Hey, I need help to use the Gauss law in this problem:
We have A planar slab of charge with a charge density ρv=ρvo*sin(2*pi/(2*a)),for -a<x<a
the thickness of the slab is 2*a.
the horizontal y axis passes through the middle of the stab.
the x axis is vertical
a) Find the electric field vector in the region -a<x<a.
I know I need to use the Gauss law.
But I have some problems to establish the integral.
What surface should I take?
I tried the cylinder as surface of integration.
I got:
FLUX=2(pi)x*L*D_{x}=Q_{enclosed}
Then I am stuck.
The Q_{enclosed} integration give me some problem.
Please can someone help me to establish the Gauss law to solve the problem?
Thank you
For the picture since I could not upload something with microsoft paint I send you an image from a website:
General Physics II (picture at the botom of the page)
For the equation, I just have the gauss law.
My problem is to find the surface enclosed.
Also the volume to find the total charge.
Thank you
B
Now we're in business. Actually, any Gaussian surface that has an axis of symmetry along the x-axis will do. A cylinder obviously will work, but a rectangular prism will also do. The rectangular prism will likely solve your integration problem for you.
So let's do that. I have a Gaussian surface that is a rectangular prism of dimensions -b to b in the x direction, -c to c in the y direction, and -d to d in the z direction. (Rho is a volume density so we need that third dimension.) So the charge Q in this volume will be the integral over y and z (which have constant components since the charge density only varies in x) giving:
Q = (4cd)*Int(p(x)dx) = (4cd)*Int(p0*sin(pi*x/(2a))dx) <-- Calling "rho" p.
Q = (4cdp0)*Int(sin(pi*x/(2a))dx)
Change the integration variable to y = (pi/(2a))*x ==> dy = (pi/(2a))dx and changing the integration limits from -b to b into -pi*b/(2a) to pi*b/(2a):
Q = (4dcp0)*(2a/pi)*Int(sin(y)dy) = (8adcp0)/(pi)*(-cos(y))
Q = (-8adcp0)/(pi)*(cos([pi*b/(2a)]) - cos([-pi*b/(2a)]))

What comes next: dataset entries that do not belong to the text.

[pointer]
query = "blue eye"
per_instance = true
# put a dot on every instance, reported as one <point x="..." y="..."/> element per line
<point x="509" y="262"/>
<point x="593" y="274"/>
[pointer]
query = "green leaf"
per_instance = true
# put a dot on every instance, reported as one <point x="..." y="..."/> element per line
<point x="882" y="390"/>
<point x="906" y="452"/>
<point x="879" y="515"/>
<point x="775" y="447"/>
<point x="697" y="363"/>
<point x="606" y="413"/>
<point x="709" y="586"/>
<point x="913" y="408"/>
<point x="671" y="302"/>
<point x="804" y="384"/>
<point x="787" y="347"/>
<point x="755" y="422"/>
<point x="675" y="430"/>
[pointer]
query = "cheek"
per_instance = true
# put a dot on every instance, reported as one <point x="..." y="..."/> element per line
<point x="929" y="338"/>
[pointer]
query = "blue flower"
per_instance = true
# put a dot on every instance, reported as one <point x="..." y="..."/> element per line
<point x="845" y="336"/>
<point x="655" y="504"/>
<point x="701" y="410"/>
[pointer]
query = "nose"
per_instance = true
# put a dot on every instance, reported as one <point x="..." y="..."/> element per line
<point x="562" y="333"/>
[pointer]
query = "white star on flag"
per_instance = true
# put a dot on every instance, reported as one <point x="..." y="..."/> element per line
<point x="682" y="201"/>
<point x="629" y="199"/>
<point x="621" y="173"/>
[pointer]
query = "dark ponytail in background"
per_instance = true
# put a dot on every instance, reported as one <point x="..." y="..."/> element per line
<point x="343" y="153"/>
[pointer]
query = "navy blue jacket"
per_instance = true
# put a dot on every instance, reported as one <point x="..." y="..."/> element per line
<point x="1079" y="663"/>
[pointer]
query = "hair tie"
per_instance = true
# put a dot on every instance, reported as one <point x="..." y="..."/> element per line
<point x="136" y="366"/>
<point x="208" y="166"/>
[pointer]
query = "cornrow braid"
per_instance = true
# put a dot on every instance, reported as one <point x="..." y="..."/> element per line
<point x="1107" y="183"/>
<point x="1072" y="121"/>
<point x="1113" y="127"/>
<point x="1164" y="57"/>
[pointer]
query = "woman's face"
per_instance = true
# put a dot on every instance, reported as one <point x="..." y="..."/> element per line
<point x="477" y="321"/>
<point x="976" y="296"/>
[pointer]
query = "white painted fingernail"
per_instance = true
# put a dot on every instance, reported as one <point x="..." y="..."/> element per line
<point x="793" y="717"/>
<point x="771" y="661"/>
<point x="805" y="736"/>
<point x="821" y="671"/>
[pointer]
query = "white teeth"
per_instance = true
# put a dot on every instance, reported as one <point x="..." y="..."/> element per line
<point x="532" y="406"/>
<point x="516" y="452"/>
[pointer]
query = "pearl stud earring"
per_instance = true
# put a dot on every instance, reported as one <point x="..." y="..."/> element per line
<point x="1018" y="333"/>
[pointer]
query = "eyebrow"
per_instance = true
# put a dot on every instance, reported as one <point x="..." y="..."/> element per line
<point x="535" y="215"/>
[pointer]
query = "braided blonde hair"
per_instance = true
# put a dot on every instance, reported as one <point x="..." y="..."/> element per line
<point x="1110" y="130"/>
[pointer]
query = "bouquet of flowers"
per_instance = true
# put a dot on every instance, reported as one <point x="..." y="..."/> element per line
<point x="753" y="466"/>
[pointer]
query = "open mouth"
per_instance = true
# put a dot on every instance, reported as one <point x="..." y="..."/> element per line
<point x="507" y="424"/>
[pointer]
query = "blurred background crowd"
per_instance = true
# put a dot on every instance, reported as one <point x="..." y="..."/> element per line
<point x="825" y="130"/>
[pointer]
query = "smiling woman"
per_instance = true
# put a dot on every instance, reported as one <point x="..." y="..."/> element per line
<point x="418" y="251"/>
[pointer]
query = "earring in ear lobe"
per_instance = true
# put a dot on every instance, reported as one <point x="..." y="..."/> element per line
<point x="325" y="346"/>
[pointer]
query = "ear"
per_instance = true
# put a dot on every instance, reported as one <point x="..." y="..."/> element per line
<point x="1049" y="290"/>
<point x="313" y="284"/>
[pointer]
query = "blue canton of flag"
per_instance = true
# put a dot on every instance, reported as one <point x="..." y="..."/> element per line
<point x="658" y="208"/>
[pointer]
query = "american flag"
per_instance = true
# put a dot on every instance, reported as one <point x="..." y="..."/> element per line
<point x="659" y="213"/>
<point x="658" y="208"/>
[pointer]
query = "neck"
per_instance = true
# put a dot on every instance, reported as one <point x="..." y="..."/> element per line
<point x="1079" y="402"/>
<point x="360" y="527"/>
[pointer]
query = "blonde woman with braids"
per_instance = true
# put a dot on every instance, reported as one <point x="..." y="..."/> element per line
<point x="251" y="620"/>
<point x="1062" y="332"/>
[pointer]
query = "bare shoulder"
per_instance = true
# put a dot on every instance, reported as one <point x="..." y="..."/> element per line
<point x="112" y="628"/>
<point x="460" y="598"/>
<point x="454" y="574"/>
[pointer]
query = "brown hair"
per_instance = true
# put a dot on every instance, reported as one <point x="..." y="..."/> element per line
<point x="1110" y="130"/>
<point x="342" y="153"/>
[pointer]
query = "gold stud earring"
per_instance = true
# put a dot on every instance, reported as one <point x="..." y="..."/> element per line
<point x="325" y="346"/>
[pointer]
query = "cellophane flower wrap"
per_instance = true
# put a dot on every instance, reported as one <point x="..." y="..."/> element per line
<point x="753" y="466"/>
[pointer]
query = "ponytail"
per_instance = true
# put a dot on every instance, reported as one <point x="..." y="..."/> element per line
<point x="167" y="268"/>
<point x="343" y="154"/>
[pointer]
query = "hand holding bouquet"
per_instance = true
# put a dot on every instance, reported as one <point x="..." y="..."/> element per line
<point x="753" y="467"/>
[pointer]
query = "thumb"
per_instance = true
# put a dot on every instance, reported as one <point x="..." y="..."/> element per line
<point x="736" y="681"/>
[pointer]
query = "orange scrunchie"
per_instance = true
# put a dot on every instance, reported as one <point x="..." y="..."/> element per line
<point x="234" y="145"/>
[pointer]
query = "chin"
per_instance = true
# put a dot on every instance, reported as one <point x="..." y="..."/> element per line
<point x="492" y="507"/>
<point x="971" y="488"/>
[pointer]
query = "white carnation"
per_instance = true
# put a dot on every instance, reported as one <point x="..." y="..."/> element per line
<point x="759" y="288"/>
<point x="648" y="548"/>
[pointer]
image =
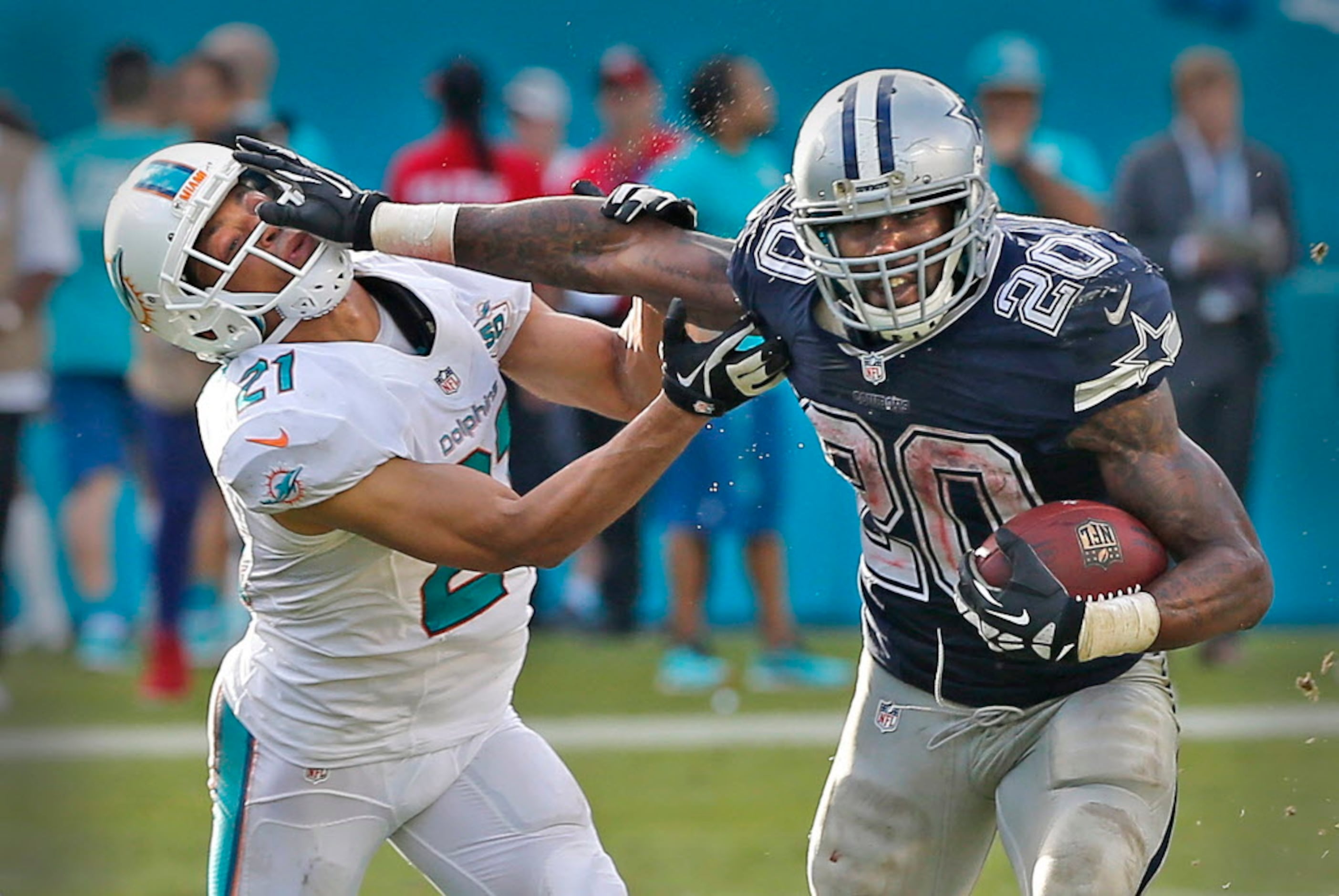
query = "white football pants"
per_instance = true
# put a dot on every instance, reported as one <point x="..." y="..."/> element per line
<point x="496" y="816"/>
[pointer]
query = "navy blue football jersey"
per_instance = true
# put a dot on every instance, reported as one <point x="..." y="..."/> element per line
<point x="947" y="440"/>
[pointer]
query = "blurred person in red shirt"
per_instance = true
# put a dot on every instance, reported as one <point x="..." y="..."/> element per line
<point x="630" y="102"/>
<point x="539" y="110"/>
<point x="458" y="163"/>
<point x="208" y="100"/>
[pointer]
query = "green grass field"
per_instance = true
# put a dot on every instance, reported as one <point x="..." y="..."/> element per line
<point x="1256" y="816"/>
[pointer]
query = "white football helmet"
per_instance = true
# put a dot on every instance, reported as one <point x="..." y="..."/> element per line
<point x="153" y="223"/>
<point x="888" y="142"/>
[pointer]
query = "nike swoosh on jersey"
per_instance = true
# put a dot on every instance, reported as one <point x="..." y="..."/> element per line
<point x="278" y="441"/>
<point x="1114" y="316"/>
<point x="1021" y="619"/>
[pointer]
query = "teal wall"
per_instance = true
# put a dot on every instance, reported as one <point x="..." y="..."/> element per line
<point x="358" y="78"/>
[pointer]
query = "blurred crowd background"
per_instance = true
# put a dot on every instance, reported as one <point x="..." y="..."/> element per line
<point x="1082" y="105"/>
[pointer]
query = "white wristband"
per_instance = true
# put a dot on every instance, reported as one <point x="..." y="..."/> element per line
<point x="418" y="231"/>
<point x="1127" y="625"/>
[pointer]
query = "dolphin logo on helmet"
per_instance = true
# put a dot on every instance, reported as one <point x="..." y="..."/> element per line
<point x="153" y="224"/>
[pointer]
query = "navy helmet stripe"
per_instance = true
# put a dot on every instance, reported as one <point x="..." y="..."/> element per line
<point x="848" y="132"/>
<point x="884" y="110"/>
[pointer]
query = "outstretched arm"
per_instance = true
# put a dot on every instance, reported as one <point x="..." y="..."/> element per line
<point x="559" y="241"/>
<point x="1222" y="582"/>
<point x="567" y="241"/>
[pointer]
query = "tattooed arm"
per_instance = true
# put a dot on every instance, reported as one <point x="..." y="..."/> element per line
<point x="564" y="241"/>
<point x="1222" y="582"/>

Q = (-8adcp0)/(pi)*(cos([pi*b/(2a)]) - cos([pi*b/(2a)])) <-- cosine is an even function so cos(-x) = cos(x)
Thus Q = 0.
No matter what Gaussian surface you choose, the enclosed charge will be 0, thus the flux of the Electric field will be 0 N/C. Thus E inside the material will be uniformly 0 N/C.
-Dan
Hey,
I still have a question for my problem.
The planar slab is then surrounded by two planes of charge, one carrying ρso at the top (in the positive direction of x=b)
and the other -ρso at x=-b.
What should be ρso to make the field vector be zero at x=0?
Since for a plane the electric field is E=ρso/(2*epsilon 0), then the value of ρso would be zero!
But something seems odd...
please can someone check my reasonning?
EDIT: I just change some things since I realized I wrote the wrong formula for the electric field for a plane..